The Union Cabinet’s decision to withdraw surcharges, service and convenience fees on digital and card payments is expected to give a fillip to cashless transactions and ensure greater financial inclusion.
“Going digital will not only save the country crores of rupees, it will also provide consumers and merchants a more secure and friction-less way of transacting,” said Govind Rajan, COO of Freecharge.
Other proposals approved by the government include mandating payments beyond a prescribed threshold only in cashless mode, introduction of formulae linked acceptance infrastructure by the stakeholders of certain card products, rationalisation of telecom service charges for digital financial transactions, promotion of mobile banking and creation of necessary assurance mechanisms for quick resolution of fraudulent transactions and review of the payments ecosystem in the country.
While the move is expected to benefit the payment services space, there are initial indications that it could have some repercussions on the mobile wallet space as it could result in increased usage of bank accounts and debit/credit cards.

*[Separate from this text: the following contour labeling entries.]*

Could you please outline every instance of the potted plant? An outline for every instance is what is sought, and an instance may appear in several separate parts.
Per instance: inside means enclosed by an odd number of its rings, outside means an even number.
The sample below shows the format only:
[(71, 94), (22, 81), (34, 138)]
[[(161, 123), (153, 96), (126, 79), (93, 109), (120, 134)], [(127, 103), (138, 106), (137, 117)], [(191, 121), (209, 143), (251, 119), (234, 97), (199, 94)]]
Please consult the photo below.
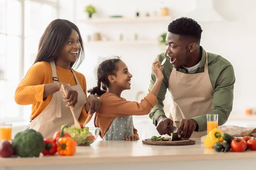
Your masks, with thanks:
[(91, 18), (93, 14), (96, 13), (95, 8), (91, 5), (86, 6), (84, 11), (88, 13), (89, 18)]
[(165, 45), (165, 40), (166, 38), (166, 35), (167, 33), (165, 32), (164, 33), (160, 35), (158, 37), (158, 41), (160, 45)]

“At the moment wallets absorb the transaction fees and mobile wallet firms were using this to increase their penetration. But since there won’t be any transacting fee on debit cards, a consumer will start making more debit card payments online,” Nitin Gupta, founder and CEO of PayU, an online payments solutions company.
Gupta, however, said PayU would not be affected since it operates in the digital payments space as well as in the mobile wallet space.
“Since the cost of transaction using a debit card will reduce, we will see more users paying for bills online. On the other hand we are a processing company and are paid either way, earlier the user was paying us and now the biller (bill raising party) will pay,” Gupta added.
Govind Rajan said that India is among the most cash-intensive cash economies in the world.
“India’s cash to GDP ratio is 12 per cent, which is 3-4 times that of comparable economies such as Brazil and South Africa. The cost of managing this high cash dependence is over Rs 20,000 crore in the formal banking system and much more in the entire economy,” he added.
According to an official statement, the move is aimed at reducing tax avoidance, migration of government payments and collections to cashless mode, discouraging transactions in cash by providing access to financial payment services to the citizens to conduct transactions through cashless modes and to shift the payment ecosystem from the current cash intensive economy.
While the payment system initiatives including Electronic Clearing Service Scheme, NEFT (national electronic funds transfer), RTGS (real time gross settlement ) are already in place, the benefits of modern digital payment systems is concentrated in tier 1 and 2 locations and mostly to those who have access to the formal banking channels, the PIB release said.
The Reserve Bank of India has also recently approved licences for setting up of payments banks with the objective of greater financial inclusion.